Damnit. No promises but would you consider putting it together if someone paid your company to do it under an academic grant or something? Quite a few academics trying to do things like you've done with small chance that one might go for that.
That's concurrency, throughput, and load-balancing of web servers connected to pipes of certain bandwidth. It's not the same as parallel execution of CPU-bound code on a tiled processor. You could know a lot about one while knowing almost nothing about the other.
That seems analogous to human assembly optimization vs a compiler. But the time to market is greatly reduced, designs can be vetted and a 2.0 that is optimized for frequency can be shipped later.
IIRC, human assembly optimization is unlikely to be better than a modern compiler nowadays. Same thing could very well happen for this "automated flow" if it starts incorporating its own optimization techniques.
That is a myth. Most developers can't beat LLVM. LLVM can't beat the handcrafted assembly in libjpeg-turbo or x264 or openssl or luajit by compiling the generic C alternative.
In response to the other replies: I'm not sure about luajit, but the other two examples involved a programmer hand crafting algorithms around specific special purpose CPU instructions -- vector processing and video compression hardware, if I remember the details of x264 correctly. This is so specialized and architecture specific that it probably doesn't make sense to push it into the compiler.
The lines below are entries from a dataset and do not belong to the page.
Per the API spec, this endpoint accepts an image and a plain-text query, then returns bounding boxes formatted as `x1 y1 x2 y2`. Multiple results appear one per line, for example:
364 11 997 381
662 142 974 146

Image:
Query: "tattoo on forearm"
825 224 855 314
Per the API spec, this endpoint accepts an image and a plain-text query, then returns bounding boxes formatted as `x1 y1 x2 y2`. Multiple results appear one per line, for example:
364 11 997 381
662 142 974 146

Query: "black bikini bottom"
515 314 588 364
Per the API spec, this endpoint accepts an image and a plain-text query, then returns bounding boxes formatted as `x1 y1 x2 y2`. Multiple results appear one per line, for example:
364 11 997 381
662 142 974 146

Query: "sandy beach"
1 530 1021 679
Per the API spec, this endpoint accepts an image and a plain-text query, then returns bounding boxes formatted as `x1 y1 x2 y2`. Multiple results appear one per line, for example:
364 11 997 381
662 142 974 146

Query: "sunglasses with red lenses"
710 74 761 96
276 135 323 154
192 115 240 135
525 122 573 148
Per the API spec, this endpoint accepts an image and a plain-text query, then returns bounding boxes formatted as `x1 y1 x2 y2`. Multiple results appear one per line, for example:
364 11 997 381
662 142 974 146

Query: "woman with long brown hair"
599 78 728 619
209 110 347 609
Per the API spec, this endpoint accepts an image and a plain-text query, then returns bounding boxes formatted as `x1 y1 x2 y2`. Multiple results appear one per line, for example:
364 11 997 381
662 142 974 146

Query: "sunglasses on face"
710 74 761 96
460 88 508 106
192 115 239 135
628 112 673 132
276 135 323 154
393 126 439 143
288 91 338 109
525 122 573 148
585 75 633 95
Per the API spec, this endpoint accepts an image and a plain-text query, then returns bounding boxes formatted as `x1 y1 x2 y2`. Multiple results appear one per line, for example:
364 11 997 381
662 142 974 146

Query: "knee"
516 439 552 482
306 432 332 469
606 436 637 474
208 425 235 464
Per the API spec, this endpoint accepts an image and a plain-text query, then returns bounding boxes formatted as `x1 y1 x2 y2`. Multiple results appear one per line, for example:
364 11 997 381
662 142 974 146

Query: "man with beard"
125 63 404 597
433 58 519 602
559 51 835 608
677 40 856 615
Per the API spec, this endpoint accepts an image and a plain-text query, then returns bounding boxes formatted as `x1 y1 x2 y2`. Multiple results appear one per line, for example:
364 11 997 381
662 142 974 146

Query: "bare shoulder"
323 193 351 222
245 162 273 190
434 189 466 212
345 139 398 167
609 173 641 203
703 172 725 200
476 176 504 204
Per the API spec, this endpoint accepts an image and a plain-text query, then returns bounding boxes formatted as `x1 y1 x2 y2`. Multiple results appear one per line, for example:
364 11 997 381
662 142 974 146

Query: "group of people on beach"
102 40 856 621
Speaking from experience, even getting purpose-built compilers like ICC to apply "simple" optimizations like fused-multiply-add to matrix multiply is non-trivial.
Taking jpeg decoding as a concrete example of why modern compilers fall over, you have two high-level choices: (1) the compiler automatically translates a generic program into one that can be vectorized using the instructions on the target platforms. This will probably involve reworking control flow, loops, heap memory layout, malloc calls, etc, and will require changing the compressed / decompressed images in imperceptible to humans ways (the vector instructions often have different precision/rounding properties than non-vector instructions). This is well beyond the state of the art.
(2) Find a programmer that deeply understands the capabilities of all the target architectures and compilers, who will then write in the subset of C/Java/etc that can be vectorized on each architecture.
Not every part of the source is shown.